Birthweight link to lifelong health
- 22 August 2011
- From the section Health
Why does one person die younger and another survive to old age? Lifestyle and genetic factors play a role, but argues Prof David Barker, a better predictor of future health is our birthweight and what it tells us about our development in the womb.
Heart disease, cancer, diabetes. These are some of the chronic diseases that determine lifespan.
We know some of the causes such as hardening of the arteries, rising blood pressure or insulin resistance, but why do some people suffer them more than others?
Obesity, cigarette smoking and psychosocial stress have all been implicated. Genes offer another possibility but they are unlikely to explain why coronary heart disease was rare 100 years ago but is now the commonest cause of death around the world.
Our search for ways to prevent today's chronic diseases has largely failed. Soon there will be 250 million people with diabetes worldwide, yet many of those are neither overweight nor inactive.
One of the most striking studies of the causes of diabetes was carried out in rural India among villagers living what might be considered a model lifestyle. They typically ate a vegetarian diet, were physically active and thin. Yet diabetes was prevalent.
Long-term studies there and elsewhere have shown that people who develop chronic disease often grew differently to other people in the womb and during childhood. Their birthweights tend to be towards the lower end of the normal range.
It seems people are like motorcars. They can break down if they are driven on rough roads but that is more likely if they were badly made in the first place.
Our early development in the womb sets up our constitution, how vulnerable we are to negative things that we encounter and how we will cope with them for the rest of our lives.
Like other living creatures, our own development in the womb and during infancy is moulded by our environment, in particular the nutrition we receive.
The unique person that you are was not determined at conception, but by the interplay between the genes you acquired and the nutrition you did or did not receive as you developed.
If crucial genes are not switched on during foetal development as they should be, that can permanently change the structure and function of an unborn baby for life.
Malnutrition and other adverse factors also slow growth, which is why chronic disease is associated with low birthweight.
It is a simple matter to alter the diet of a pregnant animal and show that its offspring have higher blood pressures, are obese or are unable to control how much sugar there is in their blood.
History has also provided us with real-life examples of the same effects on humans.
In the final stages of German occupation in World War II, the Netherlands suffered a five-month famine with a resulting fall in the average weight of babies born at the time. Lifetime studies of some of those people, now more than 60 years old, show they have suffered greater risk of high blood pressure, raised cholesterol, heart disease, diabetes and breast cancer than their brothers and sisters.
Around the world in China, America, Europe, the Middle East, records of low birthweight have also been linked to higher instance of poorer lifetime health.
Like many living things, the human baby is challenged and does not have sufficient resource to perfect every aspect of its body. So we have a hierarchy of priorities.
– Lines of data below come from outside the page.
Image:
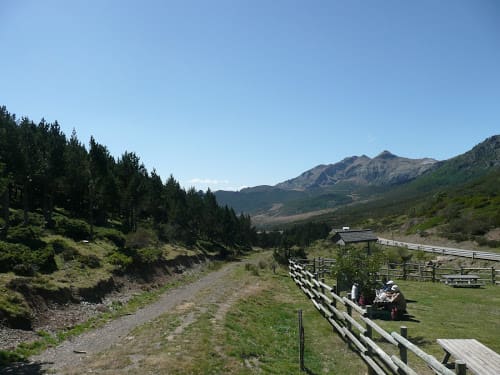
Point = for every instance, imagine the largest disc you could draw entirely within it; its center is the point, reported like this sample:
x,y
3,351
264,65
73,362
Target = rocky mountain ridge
x,y
384,169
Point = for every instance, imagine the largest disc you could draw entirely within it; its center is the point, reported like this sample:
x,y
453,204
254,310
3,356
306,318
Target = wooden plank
x,y
360,310
354,323
373,365
479,358
429,359
380,330
377,350
403,366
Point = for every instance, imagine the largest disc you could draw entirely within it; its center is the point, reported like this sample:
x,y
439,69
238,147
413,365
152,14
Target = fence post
x,y
349,311
368,334
460,367
403,352
301,342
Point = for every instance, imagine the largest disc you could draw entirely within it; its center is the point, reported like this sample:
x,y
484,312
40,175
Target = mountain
x,y
328,186
387,182
385,169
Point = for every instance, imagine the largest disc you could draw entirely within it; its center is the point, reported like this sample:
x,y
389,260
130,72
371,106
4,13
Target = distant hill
x,y
388,179
385,169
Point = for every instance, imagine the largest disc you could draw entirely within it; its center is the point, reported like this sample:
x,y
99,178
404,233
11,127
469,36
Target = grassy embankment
x,y
439,311
251,328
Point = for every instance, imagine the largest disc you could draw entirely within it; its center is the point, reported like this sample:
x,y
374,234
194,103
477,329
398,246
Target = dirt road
x,y
72,355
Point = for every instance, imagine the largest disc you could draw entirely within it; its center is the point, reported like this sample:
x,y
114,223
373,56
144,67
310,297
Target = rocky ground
x,y
54,317
63,358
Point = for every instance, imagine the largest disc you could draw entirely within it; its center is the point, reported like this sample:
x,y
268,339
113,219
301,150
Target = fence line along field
x,y
384,352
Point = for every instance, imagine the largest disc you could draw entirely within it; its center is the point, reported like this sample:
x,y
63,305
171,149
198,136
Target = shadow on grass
x,y
420,341
308,371
23,368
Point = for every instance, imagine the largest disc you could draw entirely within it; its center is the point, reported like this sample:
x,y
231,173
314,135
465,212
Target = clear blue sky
x,y
243,93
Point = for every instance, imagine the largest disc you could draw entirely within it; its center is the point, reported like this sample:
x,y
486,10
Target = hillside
x,y
359,186
328,186
74,218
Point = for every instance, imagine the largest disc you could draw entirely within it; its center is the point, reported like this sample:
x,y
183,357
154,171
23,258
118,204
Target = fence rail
x,y
442,250
434,272
353,323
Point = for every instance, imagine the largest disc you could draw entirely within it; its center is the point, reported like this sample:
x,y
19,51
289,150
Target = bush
x,y
354,264
73,228
28,236
90,260
140,239
70,253
282,255
113,235
25,261
59,245
148,255
120,260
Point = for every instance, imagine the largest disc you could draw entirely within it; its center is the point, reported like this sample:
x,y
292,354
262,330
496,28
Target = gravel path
x,y
75,351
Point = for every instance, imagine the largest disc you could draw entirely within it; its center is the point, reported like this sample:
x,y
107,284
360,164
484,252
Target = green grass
x,y
257,334
25,350
441,311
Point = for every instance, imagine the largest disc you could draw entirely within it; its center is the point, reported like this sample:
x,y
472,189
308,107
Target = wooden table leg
x,y
445,358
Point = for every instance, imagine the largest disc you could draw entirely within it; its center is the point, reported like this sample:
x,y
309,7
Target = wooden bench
x,y
463,281
478,358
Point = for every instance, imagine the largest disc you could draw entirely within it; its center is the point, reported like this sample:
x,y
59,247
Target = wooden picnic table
x,y
478,358
458,280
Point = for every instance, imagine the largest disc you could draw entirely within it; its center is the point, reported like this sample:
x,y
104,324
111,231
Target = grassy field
x,y
249,329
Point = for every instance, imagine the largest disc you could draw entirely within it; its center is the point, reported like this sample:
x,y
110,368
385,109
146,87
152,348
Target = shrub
x,y
25,261
282,255
72,228
140,239
148,255
28,236
354,264
113,235
70,253
120,260
59,245
90,260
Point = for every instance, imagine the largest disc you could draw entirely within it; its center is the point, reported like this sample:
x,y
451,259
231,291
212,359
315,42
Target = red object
x,y
394,313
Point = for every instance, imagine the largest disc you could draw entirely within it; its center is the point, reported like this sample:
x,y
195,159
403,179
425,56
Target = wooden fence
x,y
442,250
354,325
408,271
433,272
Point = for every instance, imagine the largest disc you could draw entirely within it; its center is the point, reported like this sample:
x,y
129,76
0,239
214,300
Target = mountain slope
x,y
328,186
385,169
388,182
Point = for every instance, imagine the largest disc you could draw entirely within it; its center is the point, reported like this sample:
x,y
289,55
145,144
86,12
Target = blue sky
x,y
242,93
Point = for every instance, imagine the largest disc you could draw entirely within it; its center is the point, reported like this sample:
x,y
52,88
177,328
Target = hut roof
x,y
343,237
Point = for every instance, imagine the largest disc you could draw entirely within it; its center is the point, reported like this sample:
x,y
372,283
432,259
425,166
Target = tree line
x,y
41,170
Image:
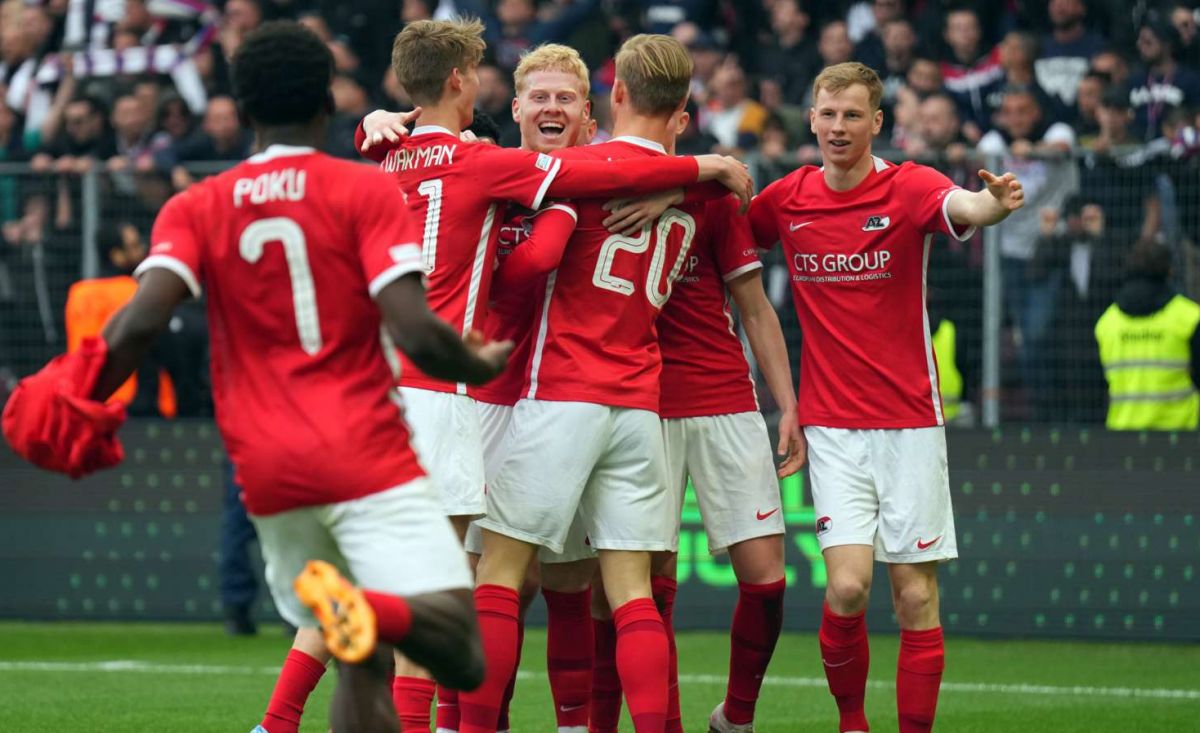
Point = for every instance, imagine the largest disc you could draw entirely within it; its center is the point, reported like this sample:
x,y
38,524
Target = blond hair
x,y
552,56
843,76
657,71
426,52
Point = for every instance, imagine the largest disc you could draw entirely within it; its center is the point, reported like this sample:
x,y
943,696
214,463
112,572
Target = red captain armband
x,y
52,421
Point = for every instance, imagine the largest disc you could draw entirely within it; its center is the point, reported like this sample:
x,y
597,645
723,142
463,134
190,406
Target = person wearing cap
x,y
1150,348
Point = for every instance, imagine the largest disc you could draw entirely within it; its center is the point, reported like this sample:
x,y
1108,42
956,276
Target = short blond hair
x,y
657,71
552,56
843,76
426,52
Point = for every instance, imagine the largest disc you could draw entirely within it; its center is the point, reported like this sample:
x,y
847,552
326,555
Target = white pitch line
x,y
133,666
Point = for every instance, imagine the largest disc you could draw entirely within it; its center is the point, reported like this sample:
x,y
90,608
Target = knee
x,y
847,594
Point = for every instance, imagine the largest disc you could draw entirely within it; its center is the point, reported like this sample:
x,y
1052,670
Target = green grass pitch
x,y
144,678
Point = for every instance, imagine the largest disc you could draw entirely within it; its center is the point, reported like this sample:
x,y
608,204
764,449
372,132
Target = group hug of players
x,y
562,319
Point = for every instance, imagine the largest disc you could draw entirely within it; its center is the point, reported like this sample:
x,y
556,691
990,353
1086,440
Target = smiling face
x,y
551,109
844,124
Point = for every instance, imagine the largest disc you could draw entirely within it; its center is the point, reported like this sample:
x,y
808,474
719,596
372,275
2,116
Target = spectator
x,y
970,72
1025,139
1066,50
1150,349
1163,84
790,59
869,47
221,138
732,118
1115,173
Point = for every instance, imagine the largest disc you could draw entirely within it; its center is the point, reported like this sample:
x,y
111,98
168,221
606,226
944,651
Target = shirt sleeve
x,y
925,194
387,236
762,216
174,244
732,239
535,257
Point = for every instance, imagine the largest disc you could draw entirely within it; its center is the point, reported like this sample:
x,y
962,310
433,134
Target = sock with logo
x,y
569,652
918,678
757,620
413,697
846,656
642,661
498,608
448,710
664,592
604,710
298,678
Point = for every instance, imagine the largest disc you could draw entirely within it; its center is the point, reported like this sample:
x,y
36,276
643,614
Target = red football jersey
x,y
291,246
459,190
705,371
514,307
595,337
858,262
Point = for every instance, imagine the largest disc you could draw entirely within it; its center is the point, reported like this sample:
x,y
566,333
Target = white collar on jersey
x,y
633,139
430,130
280,151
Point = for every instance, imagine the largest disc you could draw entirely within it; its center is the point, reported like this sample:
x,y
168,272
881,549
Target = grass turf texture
x,y
193,678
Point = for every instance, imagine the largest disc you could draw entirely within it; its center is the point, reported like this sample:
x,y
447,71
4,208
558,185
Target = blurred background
x,y
112,106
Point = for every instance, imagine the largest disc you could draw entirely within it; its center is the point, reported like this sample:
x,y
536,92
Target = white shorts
x,y
732,472
397,541
888,488
603,461
448,440
495,421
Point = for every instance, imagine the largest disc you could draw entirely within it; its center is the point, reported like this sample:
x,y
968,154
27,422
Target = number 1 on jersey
x,y
304,294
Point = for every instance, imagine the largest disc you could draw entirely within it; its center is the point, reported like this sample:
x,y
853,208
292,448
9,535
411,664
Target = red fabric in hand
x,y
52,421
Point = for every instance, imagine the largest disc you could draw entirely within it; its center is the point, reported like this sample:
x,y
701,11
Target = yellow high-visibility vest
x,y
948,374
1147,364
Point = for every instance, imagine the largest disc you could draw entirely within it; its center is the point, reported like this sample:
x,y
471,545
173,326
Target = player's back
x,y
595,337
285,245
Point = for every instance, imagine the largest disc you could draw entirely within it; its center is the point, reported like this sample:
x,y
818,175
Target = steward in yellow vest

Brain growth is at the top and the development of organs such as the kidney and lungs, which do not function in the womb, are at the bottom. Their development can be traded off against other priorities.
For most organs there is a critical period during development when a system or organ has to mature. These periods are brief; they occur at different times for different systems; and for most systems they occur in the womb. Only the brain, liver and immune system continue to develop after birth.
If an organ fails to mature during that critical period, it has permanent consequences. For example, the capacity of our kidneys to do their job is determined at 36 weeks of gestation, and measured by the number of functioning units or nephrons in the organ.
More nephrons is good because it reduces the risk of high blood pressure. Some people have three times as many, and that was determined in the womb. For the unborn baby, the kidney is a low priority organ because the mother serves as the baby's kidney until birth.
The unborn baby is nourished by its mother's body. But that does not just mean what its mother eats each day. That would be far too dangerous a strategy. What she eats during pregnancy does matter.
But the baby's development depends more on the food stored in her body and on the way her body handles food, which is the product of her lifetime nutrition. This will decide her baby's health in later life.
The birthweight of a baby reflects how well it was nourished in the womb and the risk of chronic disease in later life.
It is better to be 7lb (3.2kg) at birth than 6lb - better to be 8lb than 7lb. This implies that variations in the supply of food from normal healthy mothers to normal healthy babies have huge implications for the long-term health of the baby.
So what are the lessons?
Prevention of chronic disease, allowing more of us to be healthier for longer, depends largely on the improvement in the nutrition of girls and young women.
Many babies in the womb in Britain and around the world today are receiving unbalanced and inadequate diets.
Coronary heart disease, type 2 diabetes, breast cancer and other chronic diseases are unnecessary. Their occurrence is not mandated by genes passed down to us through thousands of years of evolution.
Chronic diseases are not the inevitable lot of humankind. They are the result of the changing pattern of human development. We could readily prevent them, had we the will to do so.